1. As English majors, we participate in ideology negotiation: the understanding of texts in light of shifting social and political realities (Khaghaninejad 94).

The attempt to understand literary texts is an active struggle (94). Because their meanings can never be truly fixed, literary analysis represents a process that can never be completed (92). With this dynamism comes the idea of reading as an intellectual activity with social and political responsibilities – not just a quest for knowledge for its own sake (93). As readers, we engage with the texts and circumstances of a particular writer, but are also asked to explain and articulate our own understanding of what the text might mean. In doing so, we bring our own ideologies, experiences, and circumstances to the texts (97). The English Department of Yale University summarizes this idea well: “In the writing of the past, we discover both its intimacy and its distance from us. In the writing of the present, we encounter the experiences of others at their most articulate, and most various” (Yale University, n.p.).

2. As English majors, we train our minds to both respect and reconcile differences.

Texts, and what is written about them, are often contradictory. For this reason, by reading we train our minds to accommodate and harmonize competing urges (Aubury, n.p.). This reconciliation of ideas is all about bridging gaps: something we desperately need in politics today. In this way, reading novels and critical analyses serves as a blueprint for turning criticism into an engine of political change (n.p.). In their article “Place and Role of English Classical Literature in Modern Educational Discourse,” authors Natalya Zerkina et al. explain: “Gaining a broad view of society, through the eyes of another, fosters understanding, tolerance and empathy” (461). They note that these capacities cannot be underestimated in today’s multiracial, multiethnic, and multicultural society (461). 

Chalkboard on 2nd Laird
Photo of the Laird welcome chalkboard (photo by Cassidy Bins)

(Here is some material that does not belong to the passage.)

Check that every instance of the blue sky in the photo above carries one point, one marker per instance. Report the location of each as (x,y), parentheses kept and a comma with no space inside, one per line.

3. As English majors, we refine a skill that is beyond price, and not tied to any particular technology, market, or nation: getting people to care (Yale University, n.p.).

Unlike most technical knowledge, the English major’s tools will never be obsolete (n.p.). People will always be valued for their ability to communicate their message! The challenges of the present have led many to place their faith in technology, science, and economics (n.p.). However, the Yale English department reminds us that, “equally important is the ability to articulate values and alternatives, to persuade others to share a common vision” (n.p.). They note that major tech companies, including Google, pursue English majors who can explain not just how technology works but what it means (n.p.). In this way, English majors can tailor their skills to any market or cause. By explaining what something means, English majors convince people to commit to finding solutions for today’s most pressing problems. These include, but are not limited to, racism, poverty, climate change, and global health. 

Sources:

Aubry, Timothy. “The Paradoxical Politics of Literary Criticism.” The New Republic, 12 Oct. 2017, newrepublic.com/article/145265/paradoxical-politics-literary-criticism.

Khaghaninejad, Mohammad Saber. “Political Practice of Literary Analysis: How to Read Literature More Closely.” International Letters of Social and Humanistic Sciences, vol. 49, 2015, pp. 92–105., doi:10.18052/www.scipress.com/ilshs.49.92.

Yale University. “Why Major in English?” English, english.yale.edu/undergraduate/why-major-english.

Zerkina, Natalya, et al. “Place and Role of English Classical Literature in Modern Educational Discourse.” Procedia – Social and Behavioral Sciences, vol. 199, 2015, pp. 459–463., doi:10.1016/j.sbspro.2015.07.532.